I love watching my aunt do what she loves to do.
Saying that my Aunt Marie loves to clean is an understatement. My aunt cleans much in the same way that she breathes. It’s a natural part of her life, a dance choreographed without her conscious knowledge. The need to clean lives inside of her and finds its way out through sponges and scented chemicals she sprays from multipurpose bottles with little flowers and polka dots on them.
Needless to say, my aunt’s house is immaculate. Every nook and cranny has been disinfected, wiped, scrubbed, purified and perfected to match her ideal vision of appeal. “Isn’t that better?” she says as she finishes tasks. “Doesn’t that look/smell/feel nice?”
My husband has seen some of her magic in my own compulsion to clean, but he never knew the level to which others might achieve cleanliness until we stayed at her house for a few nights around Christmas time one year.

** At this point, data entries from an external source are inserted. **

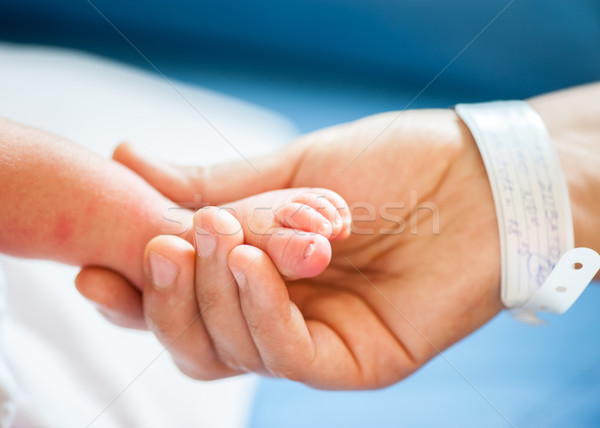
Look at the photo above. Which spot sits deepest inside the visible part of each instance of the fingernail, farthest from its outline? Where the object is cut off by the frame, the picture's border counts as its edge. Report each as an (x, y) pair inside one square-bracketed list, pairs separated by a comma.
[(310, 248), (240, 277), (163, 271), (206, 242)]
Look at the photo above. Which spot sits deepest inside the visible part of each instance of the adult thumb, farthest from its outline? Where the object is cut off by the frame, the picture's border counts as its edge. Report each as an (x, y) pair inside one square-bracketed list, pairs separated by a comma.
[(197, 186)]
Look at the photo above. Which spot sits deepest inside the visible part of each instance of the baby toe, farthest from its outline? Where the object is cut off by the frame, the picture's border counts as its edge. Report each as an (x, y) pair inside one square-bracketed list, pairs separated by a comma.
[(331, 206), (303, 217), (298, 255)]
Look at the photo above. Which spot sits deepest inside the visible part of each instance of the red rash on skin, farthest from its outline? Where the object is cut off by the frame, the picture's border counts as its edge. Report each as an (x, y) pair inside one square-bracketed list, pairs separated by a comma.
[(63, 228)]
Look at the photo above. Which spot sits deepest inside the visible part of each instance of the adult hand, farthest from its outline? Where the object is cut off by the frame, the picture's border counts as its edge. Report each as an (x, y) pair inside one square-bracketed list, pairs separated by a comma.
[(420, 271)]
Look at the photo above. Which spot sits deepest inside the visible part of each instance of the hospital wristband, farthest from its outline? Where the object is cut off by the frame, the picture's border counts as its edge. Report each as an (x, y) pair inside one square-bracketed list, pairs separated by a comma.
[(540, 269)]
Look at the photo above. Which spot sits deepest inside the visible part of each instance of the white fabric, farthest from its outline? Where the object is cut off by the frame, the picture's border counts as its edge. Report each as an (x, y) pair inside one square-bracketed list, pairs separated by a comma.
[(68, 362)]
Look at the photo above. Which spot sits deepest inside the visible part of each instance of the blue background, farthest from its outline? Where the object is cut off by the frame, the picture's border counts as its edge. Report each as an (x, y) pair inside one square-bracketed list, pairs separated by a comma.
[(321, 62)]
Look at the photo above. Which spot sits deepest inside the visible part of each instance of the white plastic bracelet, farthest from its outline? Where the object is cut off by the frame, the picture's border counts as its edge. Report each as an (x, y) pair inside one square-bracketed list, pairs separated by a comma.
[(541, 271)]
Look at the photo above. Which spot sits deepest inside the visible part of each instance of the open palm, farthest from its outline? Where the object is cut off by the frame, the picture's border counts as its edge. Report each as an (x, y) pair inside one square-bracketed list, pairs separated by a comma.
[(420, 271)]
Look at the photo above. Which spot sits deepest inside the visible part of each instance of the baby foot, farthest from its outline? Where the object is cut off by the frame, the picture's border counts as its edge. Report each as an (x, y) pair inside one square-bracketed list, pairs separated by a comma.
[(293, 226)]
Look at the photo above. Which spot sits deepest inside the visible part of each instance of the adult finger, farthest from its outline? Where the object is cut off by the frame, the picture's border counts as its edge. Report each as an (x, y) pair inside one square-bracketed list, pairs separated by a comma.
[(217, 233), (114, 297), (306, 351), (171, 310)]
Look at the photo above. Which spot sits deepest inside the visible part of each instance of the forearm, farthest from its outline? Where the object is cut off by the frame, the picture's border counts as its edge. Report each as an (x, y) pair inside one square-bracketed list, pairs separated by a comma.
[(64, 203), (573, 120)]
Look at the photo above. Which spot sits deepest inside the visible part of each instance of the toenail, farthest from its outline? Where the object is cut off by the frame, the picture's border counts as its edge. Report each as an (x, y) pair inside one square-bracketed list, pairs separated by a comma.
[(310, 248), (338, 220), (325, 229)]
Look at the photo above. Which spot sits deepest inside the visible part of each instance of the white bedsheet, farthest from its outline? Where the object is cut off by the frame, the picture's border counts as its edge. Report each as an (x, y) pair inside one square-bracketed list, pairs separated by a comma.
[(72, 368)]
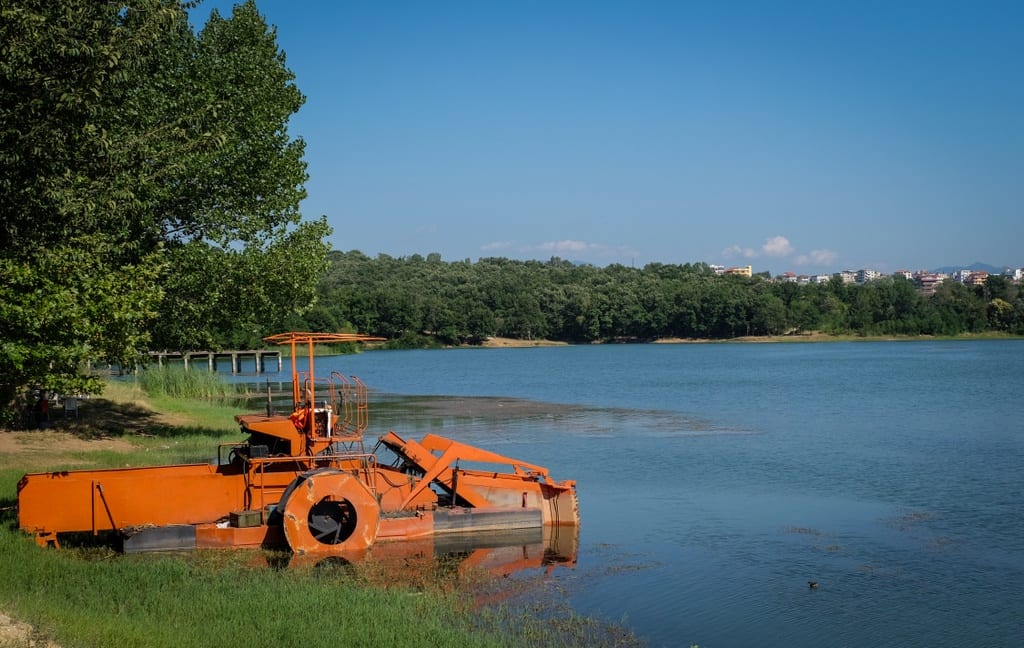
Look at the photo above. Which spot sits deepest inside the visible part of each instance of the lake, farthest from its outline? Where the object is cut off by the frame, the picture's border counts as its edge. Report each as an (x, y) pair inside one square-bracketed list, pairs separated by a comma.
[(717, 480)]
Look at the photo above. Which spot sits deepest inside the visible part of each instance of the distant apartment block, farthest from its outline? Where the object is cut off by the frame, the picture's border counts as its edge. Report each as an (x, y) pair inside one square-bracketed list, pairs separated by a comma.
[(928, 282), (744, 270), (863, 276)]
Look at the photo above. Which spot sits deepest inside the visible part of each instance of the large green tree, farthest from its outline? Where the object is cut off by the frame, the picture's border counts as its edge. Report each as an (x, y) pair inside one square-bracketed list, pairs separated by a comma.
[(148, 186)]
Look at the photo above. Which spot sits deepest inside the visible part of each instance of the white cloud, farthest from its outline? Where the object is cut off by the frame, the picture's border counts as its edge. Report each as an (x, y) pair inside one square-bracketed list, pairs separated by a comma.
[(736, 251), (498, 245), (817, 257), (568, 247), (777, 247)]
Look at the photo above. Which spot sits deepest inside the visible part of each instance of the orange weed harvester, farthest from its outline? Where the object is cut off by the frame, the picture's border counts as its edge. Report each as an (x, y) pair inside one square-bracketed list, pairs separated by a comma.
[(302, 481)]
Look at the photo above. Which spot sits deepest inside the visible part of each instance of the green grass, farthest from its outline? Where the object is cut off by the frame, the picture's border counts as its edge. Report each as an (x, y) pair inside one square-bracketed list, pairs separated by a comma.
[(90, 598)]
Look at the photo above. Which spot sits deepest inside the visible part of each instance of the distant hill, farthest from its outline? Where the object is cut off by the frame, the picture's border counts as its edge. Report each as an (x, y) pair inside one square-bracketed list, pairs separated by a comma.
[(977, 265)]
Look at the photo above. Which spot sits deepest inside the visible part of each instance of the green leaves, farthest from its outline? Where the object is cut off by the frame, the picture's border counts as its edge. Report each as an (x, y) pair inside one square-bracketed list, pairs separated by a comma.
[(147, 184)]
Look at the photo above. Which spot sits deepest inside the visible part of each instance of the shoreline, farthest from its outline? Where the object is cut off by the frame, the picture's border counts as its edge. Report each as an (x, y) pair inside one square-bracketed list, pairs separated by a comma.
[(813, 337)]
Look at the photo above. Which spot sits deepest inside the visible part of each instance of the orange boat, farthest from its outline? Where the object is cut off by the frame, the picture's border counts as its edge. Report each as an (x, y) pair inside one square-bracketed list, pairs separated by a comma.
[(302, 481)]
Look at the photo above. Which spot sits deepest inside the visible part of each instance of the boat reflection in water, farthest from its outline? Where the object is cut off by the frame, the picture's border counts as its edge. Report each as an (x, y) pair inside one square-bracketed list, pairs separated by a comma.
[(451, 561)]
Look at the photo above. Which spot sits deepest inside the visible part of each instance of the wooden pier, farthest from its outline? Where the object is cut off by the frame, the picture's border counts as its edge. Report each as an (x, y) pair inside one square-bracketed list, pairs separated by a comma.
[(258, 358)]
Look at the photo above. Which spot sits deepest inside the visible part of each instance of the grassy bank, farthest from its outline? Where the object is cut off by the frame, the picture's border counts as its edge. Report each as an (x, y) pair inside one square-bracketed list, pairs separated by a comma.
[(91, 596)]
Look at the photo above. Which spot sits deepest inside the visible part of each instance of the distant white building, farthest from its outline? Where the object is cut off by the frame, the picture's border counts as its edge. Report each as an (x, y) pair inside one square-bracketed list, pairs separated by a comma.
[(864, 275)]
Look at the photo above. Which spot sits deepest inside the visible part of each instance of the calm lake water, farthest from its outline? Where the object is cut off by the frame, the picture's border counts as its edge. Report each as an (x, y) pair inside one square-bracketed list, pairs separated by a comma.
[(716, 480)]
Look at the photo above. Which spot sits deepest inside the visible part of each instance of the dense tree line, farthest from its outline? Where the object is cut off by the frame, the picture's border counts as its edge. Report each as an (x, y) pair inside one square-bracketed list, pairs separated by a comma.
[(417, 299)]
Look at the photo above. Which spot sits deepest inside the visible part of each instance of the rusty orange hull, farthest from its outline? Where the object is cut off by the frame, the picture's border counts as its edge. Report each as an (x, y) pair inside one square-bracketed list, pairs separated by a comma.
[(323, 505)]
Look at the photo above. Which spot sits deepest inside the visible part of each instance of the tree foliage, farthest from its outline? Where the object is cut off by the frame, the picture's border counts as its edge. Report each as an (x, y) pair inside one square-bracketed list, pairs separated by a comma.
[(148, 185)]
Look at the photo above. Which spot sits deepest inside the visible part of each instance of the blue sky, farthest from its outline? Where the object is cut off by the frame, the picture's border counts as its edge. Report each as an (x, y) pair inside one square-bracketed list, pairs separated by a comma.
[(793, 136)]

After holiday festivities had concluded, Mark and I geared up to head home. When our car didn’t start, it took him a day and a half to figure out what was wrong with the car, fix it, and get us going on our merry way. In the meantime, we stayed with my aunt for more than our standard twelve-hour cycle. Marie had a chance to be herself, and Mark had a chance to watch her in action.

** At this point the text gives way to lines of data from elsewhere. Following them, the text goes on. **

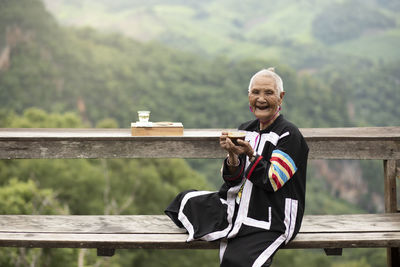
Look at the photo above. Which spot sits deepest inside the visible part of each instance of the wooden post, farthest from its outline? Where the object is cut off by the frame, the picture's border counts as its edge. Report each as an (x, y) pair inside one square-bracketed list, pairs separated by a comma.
[(389, 167)]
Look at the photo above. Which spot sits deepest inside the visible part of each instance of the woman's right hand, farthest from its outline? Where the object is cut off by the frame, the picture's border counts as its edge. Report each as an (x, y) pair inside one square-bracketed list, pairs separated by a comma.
[(226, 143)]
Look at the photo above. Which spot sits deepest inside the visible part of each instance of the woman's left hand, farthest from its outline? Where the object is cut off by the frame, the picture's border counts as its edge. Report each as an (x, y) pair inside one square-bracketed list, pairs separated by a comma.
[(244, 147)]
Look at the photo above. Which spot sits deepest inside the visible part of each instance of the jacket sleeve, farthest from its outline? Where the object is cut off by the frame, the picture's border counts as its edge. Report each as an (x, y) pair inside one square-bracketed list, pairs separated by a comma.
[(273, 171)]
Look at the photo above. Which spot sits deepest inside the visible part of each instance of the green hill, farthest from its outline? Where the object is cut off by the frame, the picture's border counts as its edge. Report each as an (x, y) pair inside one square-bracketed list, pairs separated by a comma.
[(107, 75)]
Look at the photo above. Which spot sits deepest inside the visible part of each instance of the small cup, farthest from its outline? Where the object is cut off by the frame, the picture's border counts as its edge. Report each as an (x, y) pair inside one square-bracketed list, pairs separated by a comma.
[(234, 136), (144, 115)]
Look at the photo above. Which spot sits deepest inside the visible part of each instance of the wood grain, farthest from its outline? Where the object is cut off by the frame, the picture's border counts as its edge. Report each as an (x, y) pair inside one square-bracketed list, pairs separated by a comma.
[(325, 143), (157, 231)]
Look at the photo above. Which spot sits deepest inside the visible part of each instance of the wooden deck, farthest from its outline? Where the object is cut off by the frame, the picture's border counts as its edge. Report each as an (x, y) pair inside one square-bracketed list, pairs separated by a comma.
[(325, 143), (107, 233), (158, 231)]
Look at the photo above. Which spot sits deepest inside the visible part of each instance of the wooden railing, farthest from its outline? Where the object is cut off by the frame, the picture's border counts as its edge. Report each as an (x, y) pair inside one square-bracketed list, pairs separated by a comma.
[(329, 232)]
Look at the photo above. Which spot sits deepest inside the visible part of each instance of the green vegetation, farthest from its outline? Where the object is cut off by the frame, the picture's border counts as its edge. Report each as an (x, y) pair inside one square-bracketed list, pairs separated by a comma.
[(60, 76)]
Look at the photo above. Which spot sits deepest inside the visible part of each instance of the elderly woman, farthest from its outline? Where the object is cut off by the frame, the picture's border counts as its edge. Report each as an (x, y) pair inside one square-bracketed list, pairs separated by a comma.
[(260, 206)]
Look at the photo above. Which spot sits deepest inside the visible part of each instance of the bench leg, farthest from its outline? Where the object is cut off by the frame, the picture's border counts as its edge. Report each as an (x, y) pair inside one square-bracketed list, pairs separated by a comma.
[(390, 173), (333, 251), (393, 257), (106, 252)]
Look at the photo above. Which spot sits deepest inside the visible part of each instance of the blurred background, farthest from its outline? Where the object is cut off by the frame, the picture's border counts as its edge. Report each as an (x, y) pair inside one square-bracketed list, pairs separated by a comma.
[(94, 63)]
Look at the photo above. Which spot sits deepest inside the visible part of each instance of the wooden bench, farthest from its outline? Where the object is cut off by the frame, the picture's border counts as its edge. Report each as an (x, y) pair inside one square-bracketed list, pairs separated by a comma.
[(107, 233)]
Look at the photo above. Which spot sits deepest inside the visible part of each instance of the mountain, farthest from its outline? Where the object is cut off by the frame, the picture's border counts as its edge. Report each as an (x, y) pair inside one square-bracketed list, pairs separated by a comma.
[(305, 34)]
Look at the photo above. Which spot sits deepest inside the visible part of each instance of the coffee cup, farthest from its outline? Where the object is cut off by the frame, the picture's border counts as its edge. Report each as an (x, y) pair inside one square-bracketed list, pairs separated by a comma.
[(236, 135)]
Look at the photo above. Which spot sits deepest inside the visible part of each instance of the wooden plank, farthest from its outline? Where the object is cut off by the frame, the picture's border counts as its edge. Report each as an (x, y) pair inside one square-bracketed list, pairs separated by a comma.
[(178, 241), (389, 168), (327, 143), (158, 129), (155, 224), (390, 171)]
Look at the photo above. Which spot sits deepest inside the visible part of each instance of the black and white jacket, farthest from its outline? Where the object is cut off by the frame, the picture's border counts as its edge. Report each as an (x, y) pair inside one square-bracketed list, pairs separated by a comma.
[(259, 208)]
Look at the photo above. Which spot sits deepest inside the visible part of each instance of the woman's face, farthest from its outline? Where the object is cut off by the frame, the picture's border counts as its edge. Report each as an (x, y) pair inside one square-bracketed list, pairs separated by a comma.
[(264, 98)]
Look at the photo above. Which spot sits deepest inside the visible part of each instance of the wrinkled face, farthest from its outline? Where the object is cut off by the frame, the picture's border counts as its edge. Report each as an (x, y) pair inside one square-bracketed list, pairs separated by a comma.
[(264, 98)]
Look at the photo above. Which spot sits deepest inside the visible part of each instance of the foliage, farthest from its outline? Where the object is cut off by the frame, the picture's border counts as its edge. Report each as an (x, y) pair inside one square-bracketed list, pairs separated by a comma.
[(118, 186), (348, 20), (81, 78)]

Marie’s essence works in such synchronicity, it often appears that her parts operate without conscious thought. Marie talks with a sponge or paper towel in yellow-gloved hands. Her hands move of their own accord, gliding here and there, over, under, in circles, back and forth, effortlessly. They know what they’re doing. They know what’s expected of them, and they operate without fail.
Marie’s voice knows how to adjust itself as she moves across the room. She can be in a different room from you entirely, completing a task she suddenly realized needed completing, without losing the thread of conversation or disrupting your ability to hear her. She can move a mop without stepping where she’s just cleaned, and she can tell you where to stand or sit so you remain comfortably stationary while she goes about her dance.
The after effects are just as impressive as the dance toward cleanliness itself. Marie’s house smells of lavender after she’s finished with the cleaning products that aerate the room just enough that the lavender smell will permeate perfectly. She uses a compilation of 409, Comet, Scrubbing Bubbles, Clorox, and Windex products. She also mixes straight rubbing alcohol with water to clean mirrored surfaces and granite countertops.
“Why am I going to spend all that extra money when rubbing alcohol works just fine and smells just as clean?” she says. Convinced of her practicality, since discovering the multipurpose uses of alcohol, she has purchased spray bottles for my mother, my cousin, my sister and myself. We can each experience the joys of frugal cleaning.
I love my aunt desperately, and not just because she knows the value of good cleaning. After my husband saw things in full swing, I began to wonder why I love watching her so much. I look forward to it. I tell other people about it, trying, but typically failing to express just how exquisite an experience the whole thing is.
I think I finally figured it out. She has crafted an art form. Watching her exist in her own space is a gift. She knows where to be and what she should be doing at all times. There is an organized methodology to what she accomplishes every day.
But it doesn’t stop there. Her dedicated, obsession with keeping her house in order permeates other areas of her life. Marie knows who she is. She always knows what she is doing. There is no time for her to question herself because she simply trusts, operates on instinct, and carries things out. She is herself without apology, and it’s admirable. Ok, yes, it’s weird to have pieced together my knowledge of my aunt thanks to the resonating image of the yellow gloves. But I’m thankful to have figured it out at all.